The ceiling fan does work but there doesn’t seem to be any way to turn it on without turning on the lights, so it’s off for now. The ticking of the old electric clock is very audible in the room, but I don’t really feel like rooting around behind the dresser to try to unplug it. The bike is here, standing in the middle of the floor. Some of my gear is spread out across one bed and I’m laying on the other.

Right now I’m wondering how I’m going to be able to sleep once all the daylight fades. At 9:00pm the last of the light will be gone and then this room will be in complete darkness, except maybe for my phone, and the screensaver of the laptop. I can see myself napping here during the day and I probably should have tried a little harder to actually nap instead of listening to an audiobook. When night falls I’m not sure what I can do. This room is very strange.

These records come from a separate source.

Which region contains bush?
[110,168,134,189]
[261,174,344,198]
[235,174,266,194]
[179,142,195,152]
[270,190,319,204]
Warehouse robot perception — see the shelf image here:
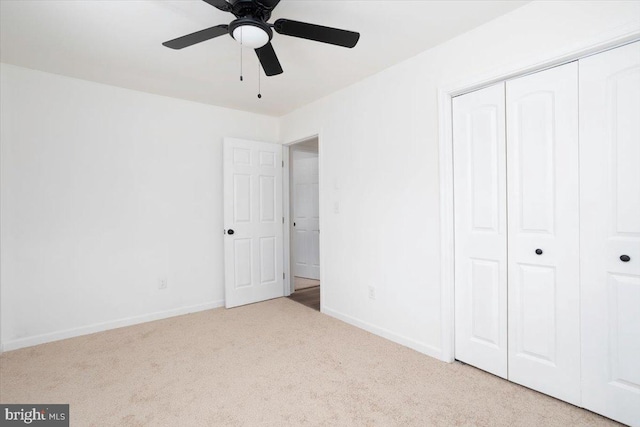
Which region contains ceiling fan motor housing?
[229,18,273,44]
[229,0,273,22]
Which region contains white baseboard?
[322,306,442,360]
[0,300,224,352]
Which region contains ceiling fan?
[162,0,360,76]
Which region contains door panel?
[506,62,580,404]
[580,42,640,426]
[293,150,320,280]
[223,138,284,307]
[453,83,507,378]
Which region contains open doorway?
[289,137,320,311]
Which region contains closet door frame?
[438,27,640,363]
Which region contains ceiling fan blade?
[202,0,231,12]
[162,25,228,49]
[256,42,282,76]
[274,19,360,47]
[257,0,280,10]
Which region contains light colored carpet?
[0,298,615,427]
[293,276,320,291]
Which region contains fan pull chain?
[258,57,262,99]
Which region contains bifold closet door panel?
[506,62,580,405]
[453,83,507,378]
[580,42,640,426]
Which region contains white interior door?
[580,42,640,426]
[453,83,507,378]
[293,150,320,280]
[223,138,284,308]
[506,62,580,405]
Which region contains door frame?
[282,132,325,312]
[438,25,640,363]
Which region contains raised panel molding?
[470,258,500,348]
[233,174,251,226]
[608,274,640,393]
[517,264,557,366]
[508,91,556,234]
[233,239,253,288]
[468,105,500,232]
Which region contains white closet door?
[453,83,507,378]
[506,62,580,405]
[222,138,284,308]
[293,150,320,280]
[580,42,640,426]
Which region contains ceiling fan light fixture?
[232,24,269,49]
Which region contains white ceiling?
[0,0,528,116]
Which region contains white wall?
[280,1,640,357]
[0,65,278,350]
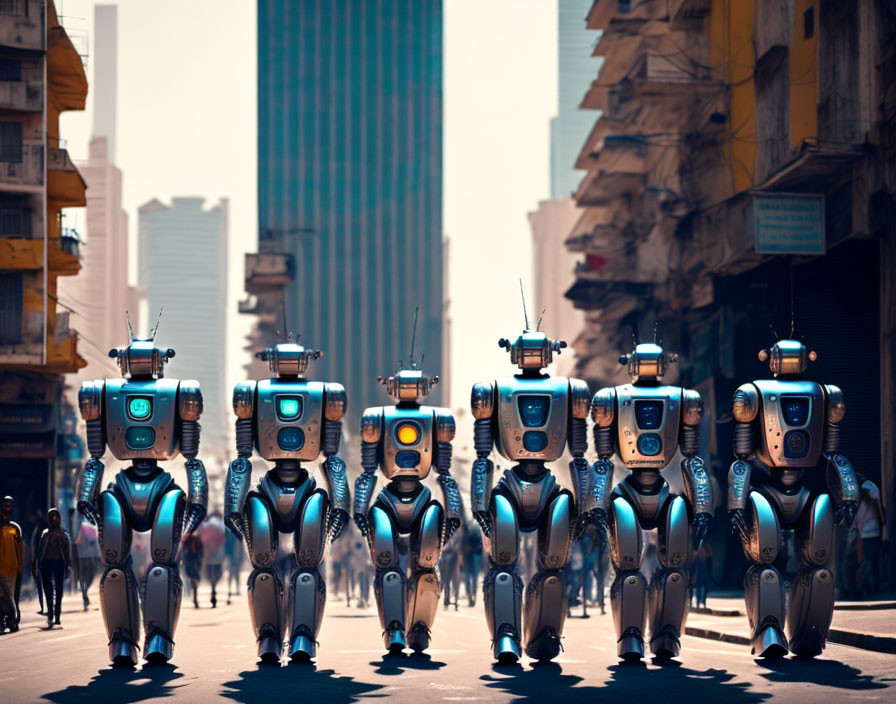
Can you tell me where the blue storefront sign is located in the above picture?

I don’t have to worry about the outside world because the door does lock and the shades do close, and by all appearance there’s nothing here that anyone would want to break in to steal. But the consolation of the lock on the door also brings with it the disturbing condition that I’m sealed inside. I’m tired, my dreams have been very weird lately, it’s almost completely dark, the room has no phone, and I have no cell signal so there’s no one I can call. As a matter of fact there is only one person in the world right now who knows where I am exactly, and that’s the woman who told me about this room.

At about 10:00pm I wake up to the howling of coyotes.

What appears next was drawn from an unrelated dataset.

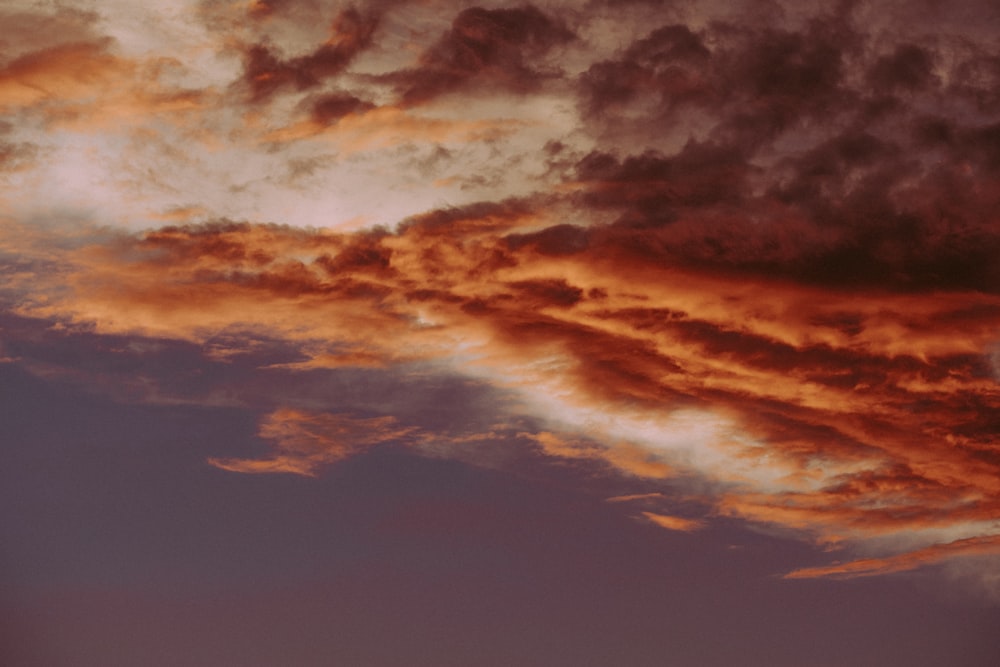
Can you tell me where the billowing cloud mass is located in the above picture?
[0,0,1000,596]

About an hour after that I wake up to the sound of mooing cows. The noises seem to be coming from all around outside the room, as though a hundred cows were on a midnight walk through Wagontire. It’s bizarre but I have no interest in opening the door for a better look. I turn over and claw for a bit more sleep.

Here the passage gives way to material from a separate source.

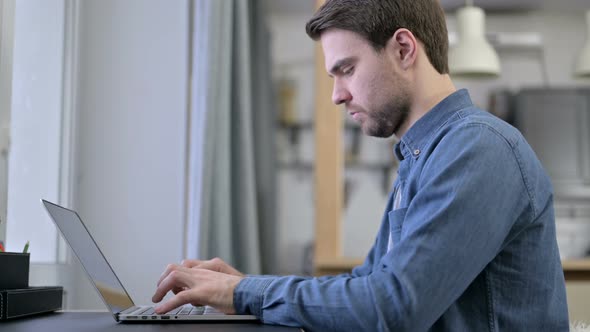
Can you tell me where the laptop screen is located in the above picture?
[42,200,134,314]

Crater Lake To Stanley, Day 6 : Amusement

I’m biking my way out from Christmas Valley, having decided to go east and bypass Summer Lake and Paisley because it’s clearly too hot to camp. Around me the desert scrolls by, and no cars are forthcoming, and I’ve had Spaghetti Western themes running through my head all day, so…

“Ahem. …

Dunna dun dun, da-dun da-dun DUNT

KEEP YOUR HAND ON YOUR GUN

DON’T YOU TRUST ANYONE (da-dun da-dun DUNT)

THERE’S JUST ONE KIND OF MAN THAT YOU CAN TRUST – THAT’S A DEAD MAN

OOOOOR A GRINGO LIKE MEEEEE”

I can probably be heard for half a mile, but there’s no one around for much more than that… I hope…

“Dunna dun dun, da-dun da-dun DUNT

BE THE FIRST ONE TO FIRE

EVERY MAN IS A LIAR (da-dun da-dun DUNT)

THERE’S JUST ONE KIND OF MAN THAT TELLS THE TRUTH – THAT’S A DEAD MAN

OOOOOR A GRINGO LIKE MEEEEE …”

(Ennio Morricone, Gunfight At Red Sands)

Crater Lake To Stanley, Day 5 : Amusement

While I’m loading my clothes up at the laundromat, in the town of Christmas Valley, a woman and her six-year-old son come in to do laundry. The kid gazes in awe at my bicycle, which is resting on its kickstand by the door.

He turns to me and exclaims, “You’re a world traveler!”

I look up, from sprinkling soap into the open lid of a washing machine. “A little bit of one, sure,” I say.

“Are you going to go all the way around the world?”

“I’d like to! It would be really cool to bike around Europe. But it would be hard to get there.”

“Why?”

“Well, I’d have to go all the way across the country, to the East Coast, and then I’d have to put my bike onto a boat, and sail across the Atlantic Ocean.”

“Oooh. … That’s a long way.”

“Yup. But you don’t have to go that far to have a good time riding. There’s lots of cool places to ride around here.”

“Like Summer Lake?”

(Summer Lake is a body of water about 40 miles south, next to a marsh and an RV park.) “Well, yeah, but I mean… Places in this country. For example, I’ve been thinking about riding my bike up to Alaska.”

“Cool!!” He turns to his Mom, who is roughly organizing a mound of laundry on a sorting table. “Mom! He’s going to ride his bike to Alaska!!”

The Mom glances over at him. “Wow, really?” she says, in a placating voice.

“Yeah! Vreeeooowwwm, vrooooom…” He runs out of the laundromat, pretending he’s a bicycle zooming along.

The Mom grins at me. “Just let me know if he’s bothering you,” she says.

“Oh he’s fine,” I say, and close my machine.